O caso do zagueiro Victor Gabriel, do Internacional, ganhou mais um capítulo neste sábado. Afastado dos gramados por 180 dias até que Gabriel Pec, do Cruzeiro — atingido pelas travas da chuteira do defensor colorado —, se recupere de fratura na tíbia esquerda, o jogador foi beneficiado por um efeito suspensivo. Na prática, o ato permite que o atleta cumpra punição por duas partidas ou 15 dias de suspensão até que o Tribunal Pleno do Superior Tribunal de Justiça Desportiva (STJD) julgue o recurso, o que ainda não tem data para acontecer.
A decisão é do relator do caso, o auditor Maxwell Vieira, do STJD, que mencionou que o clube gaúcho argumentou com a “primariedade do atleta” — aos 22 anos, esse foi o seu primeiro cartão vermelho da carreira —, além de “ausência de dolo e a existência de precedentes” na Corte desportiva.
Na decisão, Vieira pontuou que a determinação, com o efeito suspensivo, de que seja cumprida, por ora, a pena de duas partidas ou 15 dias de suspensão, não representa “antecipação de qualquer juízo acerca das teses deduzidas no mérito recursal, cujo exame compete ao Tribunal Pleno”.
A lesão de Pec e a punição a Victor Gabriel geraram debate. Mas a chamada “lei de Talião” do esporte prevê a punição há 17 anos, conforme previsto no Código Brasileiro de Justiça Desportiva (CBJD). No entanto, ela nunca foi aplicada para valer, o que mostra como, no futebol, o “olho por olho” não é consenso.
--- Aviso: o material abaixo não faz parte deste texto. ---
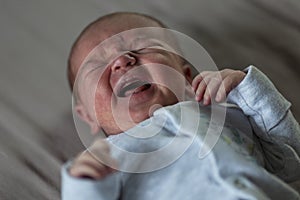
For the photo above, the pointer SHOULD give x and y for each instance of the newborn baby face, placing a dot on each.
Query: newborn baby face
(128, 75)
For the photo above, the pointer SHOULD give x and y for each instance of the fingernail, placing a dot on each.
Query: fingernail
(218, 98)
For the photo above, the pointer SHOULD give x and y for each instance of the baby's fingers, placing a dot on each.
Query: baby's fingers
(211, 89)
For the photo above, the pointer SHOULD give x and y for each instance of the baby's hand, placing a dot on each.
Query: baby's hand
(216, 85)
(89, 164)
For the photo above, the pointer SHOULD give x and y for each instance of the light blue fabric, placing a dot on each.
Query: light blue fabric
(234, 169)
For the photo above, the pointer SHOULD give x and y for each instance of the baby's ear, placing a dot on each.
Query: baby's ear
(86, 117)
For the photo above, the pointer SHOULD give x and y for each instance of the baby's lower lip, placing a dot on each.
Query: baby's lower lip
(142, 96)
(139, 89)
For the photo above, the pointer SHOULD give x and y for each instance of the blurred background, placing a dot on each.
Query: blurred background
(36, 129)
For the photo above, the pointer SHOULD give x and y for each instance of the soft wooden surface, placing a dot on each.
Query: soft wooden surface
(36, 128)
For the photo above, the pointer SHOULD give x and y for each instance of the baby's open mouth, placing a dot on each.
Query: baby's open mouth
(133, 88)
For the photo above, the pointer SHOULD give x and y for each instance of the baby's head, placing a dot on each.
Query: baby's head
(134, 78)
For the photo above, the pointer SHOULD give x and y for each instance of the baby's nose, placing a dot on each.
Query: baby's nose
(124, 61)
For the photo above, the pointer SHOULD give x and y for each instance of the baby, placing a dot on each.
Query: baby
(232, 170)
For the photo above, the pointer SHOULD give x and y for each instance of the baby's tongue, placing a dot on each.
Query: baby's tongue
(137, 89)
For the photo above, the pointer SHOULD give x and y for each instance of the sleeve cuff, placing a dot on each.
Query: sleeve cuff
(258, 98)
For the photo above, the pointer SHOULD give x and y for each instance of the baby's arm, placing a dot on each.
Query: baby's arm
(272, 121)
(87, 178)
(209, 85)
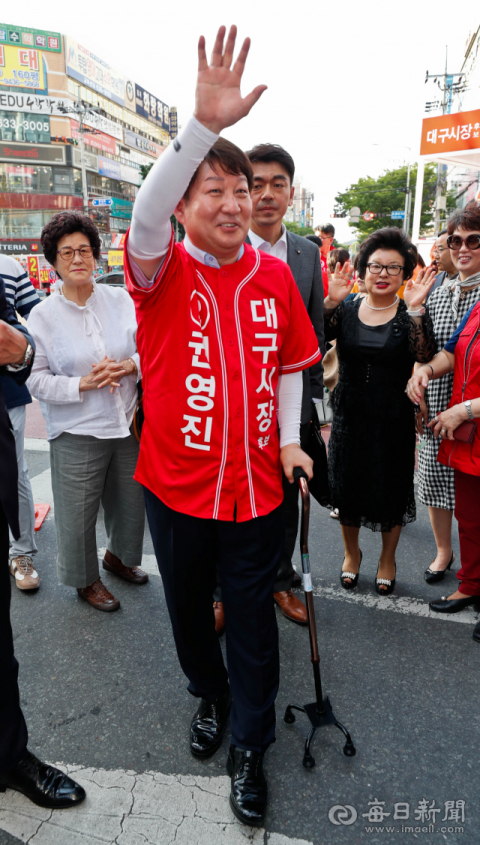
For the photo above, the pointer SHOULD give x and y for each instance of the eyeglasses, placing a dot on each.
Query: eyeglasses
(455, 242)
(67, 252)
(392, 269)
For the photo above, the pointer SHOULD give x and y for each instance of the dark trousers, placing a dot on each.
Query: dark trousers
(188, 551)
(467, 512)
(13, 730)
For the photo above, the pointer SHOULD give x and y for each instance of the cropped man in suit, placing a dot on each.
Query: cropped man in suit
(19, 769)
(273, 173)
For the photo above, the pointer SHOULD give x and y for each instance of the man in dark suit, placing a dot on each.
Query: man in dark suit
(19, 769)
(273, 173)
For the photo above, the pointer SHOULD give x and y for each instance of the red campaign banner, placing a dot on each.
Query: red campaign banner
(451, 133)
(97, 140)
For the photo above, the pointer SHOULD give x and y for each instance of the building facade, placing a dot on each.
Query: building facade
(49, 85)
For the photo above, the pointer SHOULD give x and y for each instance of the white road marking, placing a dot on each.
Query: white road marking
(36, 444)
(124, 808)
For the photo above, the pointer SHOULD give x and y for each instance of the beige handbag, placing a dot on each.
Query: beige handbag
(330, 368)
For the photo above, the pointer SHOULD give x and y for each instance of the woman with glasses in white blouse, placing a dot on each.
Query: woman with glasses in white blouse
(85, 378)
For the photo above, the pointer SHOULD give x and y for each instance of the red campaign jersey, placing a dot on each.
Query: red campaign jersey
(212, 344)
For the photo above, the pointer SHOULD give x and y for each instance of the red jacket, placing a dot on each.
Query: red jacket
(466, 385)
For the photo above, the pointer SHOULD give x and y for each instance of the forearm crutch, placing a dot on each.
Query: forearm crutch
(320, 711)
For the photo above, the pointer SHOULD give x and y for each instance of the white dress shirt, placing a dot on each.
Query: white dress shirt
(278, 250)
(70, 338)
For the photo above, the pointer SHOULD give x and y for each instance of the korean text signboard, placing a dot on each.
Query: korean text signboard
(93, 72)
(140, 143)
(98, 141)
(451, 133)
(152, 109)
(21, 67)
(28, 37)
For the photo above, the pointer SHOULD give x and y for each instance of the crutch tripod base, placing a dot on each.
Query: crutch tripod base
(320, 711)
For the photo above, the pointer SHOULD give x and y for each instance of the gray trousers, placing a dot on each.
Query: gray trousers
(87, 471)
(25, 545)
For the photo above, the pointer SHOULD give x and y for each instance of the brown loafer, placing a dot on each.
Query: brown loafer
(129, 573)
(99, 597)
(219, 617)
(291, 607)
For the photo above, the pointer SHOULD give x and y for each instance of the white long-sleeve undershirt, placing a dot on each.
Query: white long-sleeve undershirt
(150, 235)
(163, 189)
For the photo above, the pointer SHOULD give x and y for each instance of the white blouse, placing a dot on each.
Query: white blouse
(70, 338)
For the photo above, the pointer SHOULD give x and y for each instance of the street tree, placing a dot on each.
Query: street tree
(386, 194)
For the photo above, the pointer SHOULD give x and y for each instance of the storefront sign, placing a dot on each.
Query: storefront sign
(143, 144)
(151, 108)
(74, 159)
(121, 208)
(98, 141)
(116, 170)
(36, 153)
(34, 128)
(115, 258)
(28, 37)
(20, 247)
(451, 133)
(93, 72)
(21, 68)
(173, 122)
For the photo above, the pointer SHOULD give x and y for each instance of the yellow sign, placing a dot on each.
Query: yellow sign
(115, 258)
(21, 67)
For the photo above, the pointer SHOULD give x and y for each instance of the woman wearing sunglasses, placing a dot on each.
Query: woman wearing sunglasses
(85, 377)
(456, 427)
(447, 306)
(372, 444)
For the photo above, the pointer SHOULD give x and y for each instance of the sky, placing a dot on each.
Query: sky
(346, 80)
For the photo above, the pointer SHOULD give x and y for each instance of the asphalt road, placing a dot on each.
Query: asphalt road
(105, 692)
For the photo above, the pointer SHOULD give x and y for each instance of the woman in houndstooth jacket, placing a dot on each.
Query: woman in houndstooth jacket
(447, 306)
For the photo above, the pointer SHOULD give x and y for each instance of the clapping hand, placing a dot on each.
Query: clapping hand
(340, 283)
(416, 291)
(218, 101)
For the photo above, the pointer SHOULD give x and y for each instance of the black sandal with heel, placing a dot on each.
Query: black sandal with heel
(352, 578)
(433, 576)
(385, 582)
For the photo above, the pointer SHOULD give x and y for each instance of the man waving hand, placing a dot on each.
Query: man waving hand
(223, 336)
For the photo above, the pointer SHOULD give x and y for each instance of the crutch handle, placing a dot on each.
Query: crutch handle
(299, 472)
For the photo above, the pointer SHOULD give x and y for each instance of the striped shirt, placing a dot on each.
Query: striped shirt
(22, 296)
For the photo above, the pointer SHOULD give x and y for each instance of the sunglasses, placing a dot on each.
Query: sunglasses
(455, 242)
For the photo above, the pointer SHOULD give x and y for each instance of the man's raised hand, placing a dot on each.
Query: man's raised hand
(218, 101)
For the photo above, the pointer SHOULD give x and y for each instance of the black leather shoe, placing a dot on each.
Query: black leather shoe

Já faz oito anos desde a última vez que este dispositivo foi lançado. Em 2018, o TJD do Rio sentenciou o atacante Rildo, do Vasco, ao mesmo tipo de gancho pela entrada que fraturou a perna direita do botafoguense João Paulo. A decisão acabou alterada após julgamento do recurso.
Victor Gabriel foi julgado com base no artigo 254, que trata de jogada violenta e prevê suspensão de um a seis jogos. Mas um de seus parágrafos (o terceiro) possibilita a vinculação da pena ao período de recuperação do atleta lesionado.